Monday, March 17, 2014

BofA sponsors tech awards as it competes for IT talent

Bank of America, at an event in Charlotte this past weekend, honored 35 female high school students for their achievements in computing and technology.

The bank’s ongoing sponsorship of the event comes at a time when the financial sector is trying to compete with other industries for top tech talent.

Since 2008, the Charlotte bank has been the national sponsor of the National Center for Women & Information Technology’s Aspirations in Computing Award. A ceremony for this year’s winners was held Saturday at the Charlotte Ritz-Carlton.

The event helps the students as they pursue careers in the tech industry (each winner receives $500, a laptop and the opportunity to meet IT leaders at Bank of America ).

But the bank’s involvement in the event also has the potential to help it fill IT jobs with young, fresh-minded tech workers. As a report this year from consulting firm Oliver Wyman points out, the financial services industry has “been slow” to attract and grow tech employees as the industry’s digital presence increases.

The financial sector, the report says, has had trouble competing for such talent with “information” businesses, such as Google and Apple.

Perhaps, then, it’s no surprise that Denise Menelly, head of Shared Service Operations for Bank of America, calls Aspirations in Computing “one of the most important” events the bank sponsors.

In an interview with the Observer, Menelly said there’s “a disconnect” between the supply of talented people in technology and the growing need for those employees across various industries, not just banking. As a result, the competition for such employees is growing, too, she said.

Bank of America, the second-largest U.S. bank, has a major technology operation that employs roughly 100,000 people worldwide. In January, CEO Brian Moynihan said the company spends $3 billion a year on technology development, such as for mobile banking.

Menelly said Bank of America needs tech workers who can help the bank come up with products and services that “we can’t even anticipate today.” That creates a need, she said, for “fresh minds thinking differently.”

Even as it looks for tech talent, the bank has made cuts in its technology work force. In January, that bank disclosed layoffs of an undisclosed number of tech workers, including some in Charlotte.

According to the National Center for Women & Information Technology, women account for only 18 percent of bachelor’s degrees in computer and information sciences. Menelly said getting young women involved in computer science at an early age is critical to increasing the number who go on to have careers in technology.

The bank’s sponsorship of the event has helped it fill tech jobs. Menelly said the bank has also given some of the winners internships.

“Any time we can get our hands on them, we will,” she said. “I need talent.”

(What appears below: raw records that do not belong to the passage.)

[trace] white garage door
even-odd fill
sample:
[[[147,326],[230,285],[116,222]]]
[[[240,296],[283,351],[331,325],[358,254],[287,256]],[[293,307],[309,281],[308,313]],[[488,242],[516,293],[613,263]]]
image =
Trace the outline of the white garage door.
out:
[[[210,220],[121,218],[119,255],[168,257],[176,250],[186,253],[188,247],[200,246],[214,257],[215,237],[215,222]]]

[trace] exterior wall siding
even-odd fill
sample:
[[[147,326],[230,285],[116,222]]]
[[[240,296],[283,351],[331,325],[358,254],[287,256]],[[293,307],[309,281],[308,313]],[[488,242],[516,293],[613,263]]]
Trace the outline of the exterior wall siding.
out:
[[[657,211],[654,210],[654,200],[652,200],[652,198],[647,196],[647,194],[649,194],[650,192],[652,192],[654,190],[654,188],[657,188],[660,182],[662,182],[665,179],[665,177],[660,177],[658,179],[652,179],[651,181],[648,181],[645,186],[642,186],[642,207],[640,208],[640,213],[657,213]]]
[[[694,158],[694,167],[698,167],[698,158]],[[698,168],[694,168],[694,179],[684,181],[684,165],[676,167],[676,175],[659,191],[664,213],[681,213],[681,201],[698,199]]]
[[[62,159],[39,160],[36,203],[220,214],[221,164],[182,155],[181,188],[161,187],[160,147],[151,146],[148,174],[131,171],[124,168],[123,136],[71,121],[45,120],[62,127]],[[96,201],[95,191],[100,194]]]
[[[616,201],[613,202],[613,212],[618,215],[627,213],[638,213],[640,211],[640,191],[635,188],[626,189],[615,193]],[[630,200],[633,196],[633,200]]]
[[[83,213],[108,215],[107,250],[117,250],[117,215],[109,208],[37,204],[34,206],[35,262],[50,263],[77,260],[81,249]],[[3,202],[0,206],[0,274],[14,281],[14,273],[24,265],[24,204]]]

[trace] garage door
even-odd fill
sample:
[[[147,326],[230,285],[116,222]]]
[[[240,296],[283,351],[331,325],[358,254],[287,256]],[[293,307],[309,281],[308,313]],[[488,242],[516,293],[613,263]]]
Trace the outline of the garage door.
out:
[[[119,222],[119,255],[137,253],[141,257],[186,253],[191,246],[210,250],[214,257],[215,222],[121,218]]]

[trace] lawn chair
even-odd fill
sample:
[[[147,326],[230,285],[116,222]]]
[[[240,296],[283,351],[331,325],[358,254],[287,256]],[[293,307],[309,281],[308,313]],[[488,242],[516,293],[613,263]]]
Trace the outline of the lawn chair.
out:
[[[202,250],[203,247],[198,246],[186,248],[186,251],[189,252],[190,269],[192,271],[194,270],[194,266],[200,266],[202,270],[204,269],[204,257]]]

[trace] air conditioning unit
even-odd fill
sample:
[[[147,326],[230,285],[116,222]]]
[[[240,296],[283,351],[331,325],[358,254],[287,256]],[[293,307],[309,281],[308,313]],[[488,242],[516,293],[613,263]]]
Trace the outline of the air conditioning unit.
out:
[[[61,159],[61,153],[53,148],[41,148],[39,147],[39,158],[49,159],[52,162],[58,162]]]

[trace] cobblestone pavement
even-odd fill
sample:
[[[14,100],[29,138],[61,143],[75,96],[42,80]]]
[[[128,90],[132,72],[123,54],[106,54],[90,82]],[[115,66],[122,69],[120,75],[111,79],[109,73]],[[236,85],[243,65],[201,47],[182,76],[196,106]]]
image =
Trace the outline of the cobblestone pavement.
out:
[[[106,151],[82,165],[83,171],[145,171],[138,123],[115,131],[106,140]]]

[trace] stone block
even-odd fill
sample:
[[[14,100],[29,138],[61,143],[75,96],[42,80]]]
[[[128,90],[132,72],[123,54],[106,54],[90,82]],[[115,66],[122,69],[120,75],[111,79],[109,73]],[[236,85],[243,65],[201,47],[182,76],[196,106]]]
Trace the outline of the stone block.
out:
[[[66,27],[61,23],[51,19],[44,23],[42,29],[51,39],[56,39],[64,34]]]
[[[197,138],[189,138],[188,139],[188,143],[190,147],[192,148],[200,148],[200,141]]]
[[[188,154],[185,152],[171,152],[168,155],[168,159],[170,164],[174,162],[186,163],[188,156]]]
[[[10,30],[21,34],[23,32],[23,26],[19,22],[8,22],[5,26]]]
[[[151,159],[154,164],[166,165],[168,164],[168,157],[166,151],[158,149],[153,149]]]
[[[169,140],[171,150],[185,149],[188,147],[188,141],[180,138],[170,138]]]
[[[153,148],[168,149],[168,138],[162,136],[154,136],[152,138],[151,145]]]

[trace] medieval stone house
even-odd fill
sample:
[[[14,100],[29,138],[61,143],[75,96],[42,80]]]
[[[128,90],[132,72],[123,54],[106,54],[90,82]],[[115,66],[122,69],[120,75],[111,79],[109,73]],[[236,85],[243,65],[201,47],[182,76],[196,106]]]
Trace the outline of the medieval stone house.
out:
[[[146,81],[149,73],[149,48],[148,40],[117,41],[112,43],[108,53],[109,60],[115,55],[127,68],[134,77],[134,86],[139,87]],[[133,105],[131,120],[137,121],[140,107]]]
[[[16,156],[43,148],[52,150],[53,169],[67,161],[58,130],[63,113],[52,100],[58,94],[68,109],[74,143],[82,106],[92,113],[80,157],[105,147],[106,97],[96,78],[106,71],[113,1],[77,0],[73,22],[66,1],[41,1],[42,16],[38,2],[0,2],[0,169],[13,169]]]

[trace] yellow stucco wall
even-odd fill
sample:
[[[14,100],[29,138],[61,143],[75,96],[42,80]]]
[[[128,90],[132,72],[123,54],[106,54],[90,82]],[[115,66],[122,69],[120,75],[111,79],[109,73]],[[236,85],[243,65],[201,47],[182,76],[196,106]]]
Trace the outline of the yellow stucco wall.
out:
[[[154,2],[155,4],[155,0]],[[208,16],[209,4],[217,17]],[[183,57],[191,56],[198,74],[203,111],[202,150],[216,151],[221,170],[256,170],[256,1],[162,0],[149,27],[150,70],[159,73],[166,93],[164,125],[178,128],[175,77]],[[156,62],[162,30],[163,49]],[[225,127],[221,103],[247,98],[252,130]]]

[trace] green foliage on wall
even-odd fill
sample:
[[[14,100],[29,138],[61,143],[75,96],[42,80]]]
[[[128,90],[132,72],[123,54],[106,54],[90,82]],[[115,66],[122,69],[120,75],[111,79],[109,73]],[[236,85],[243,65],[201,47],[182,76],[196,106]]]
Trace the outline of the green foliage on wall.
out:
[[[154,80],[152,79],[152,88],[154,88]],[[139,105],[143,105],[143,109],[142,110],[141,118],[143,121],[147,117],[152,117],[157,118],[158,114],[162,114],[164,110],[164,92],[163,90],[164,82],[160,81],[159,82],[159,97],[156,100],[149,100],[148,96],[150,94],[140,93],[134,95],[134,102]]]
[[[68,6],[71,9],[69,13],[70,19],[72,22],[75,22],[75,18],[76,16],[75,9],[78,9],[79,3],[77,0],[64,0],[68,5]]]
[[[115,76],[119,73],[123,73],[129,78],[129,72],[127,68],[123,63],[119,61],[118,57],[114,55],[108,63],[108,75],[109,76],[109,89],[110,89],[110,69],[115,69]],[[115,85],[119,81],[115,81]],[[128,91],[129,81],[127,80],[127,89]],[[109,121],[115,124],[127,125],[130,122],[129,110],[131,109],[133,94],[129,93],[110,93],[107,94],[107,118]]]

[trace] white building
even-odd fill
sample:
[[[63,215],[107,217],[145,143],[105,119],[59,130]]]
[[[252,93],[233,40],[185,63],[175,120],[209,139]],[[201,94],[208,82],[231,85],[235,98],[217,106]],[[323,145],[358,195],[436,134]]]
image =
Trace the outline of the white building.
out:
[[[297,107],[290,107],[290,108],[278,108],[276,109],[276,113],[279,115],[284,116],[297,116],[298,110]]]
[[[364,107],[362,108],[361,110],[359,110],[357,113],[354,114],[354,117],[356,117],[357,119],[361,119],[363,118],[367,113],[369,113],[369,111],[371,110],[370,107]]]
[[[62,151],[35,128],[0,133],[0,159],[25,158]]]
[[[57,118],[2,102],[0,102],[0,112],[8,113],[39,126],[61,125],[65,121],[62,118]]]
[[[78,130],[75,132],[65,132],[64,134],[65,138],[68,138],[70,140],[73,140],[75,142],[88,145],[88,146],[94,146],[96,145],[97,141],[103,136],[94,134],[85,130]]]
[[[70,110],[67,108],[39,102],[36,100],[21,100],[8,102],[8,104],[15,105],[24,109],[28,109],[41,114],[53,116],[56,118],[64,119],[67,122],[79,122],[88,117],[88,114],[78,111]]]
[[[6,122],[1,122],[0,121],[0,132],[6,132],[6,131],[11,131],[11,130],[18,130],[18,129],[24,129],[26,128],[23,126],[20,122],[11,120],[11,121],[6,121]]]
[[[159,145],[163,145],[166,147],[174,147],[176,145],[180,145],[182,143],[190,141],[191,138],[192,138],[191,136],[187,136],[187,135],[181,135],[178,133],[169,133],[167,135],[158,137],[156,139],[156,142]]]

But as they try to lure talent, financial institutions also face an image problem, according to the Oliver Wyman report:

Financial services is a far less attractive career than it was, at least in the U.S. and Europe. Financial rewards are being reduced by lower returns, by new rules on compensation, and by relentless political and media scrutiny. The work is increasingly dominated by regulatory compliance and managing legal and headline risk, rather than growing the core business. Innovation is being stifled by product regulation and legal peril. And the prestige of the job is diminished. Many firms are culling “revenue seats”; employment growth now comes from compliance.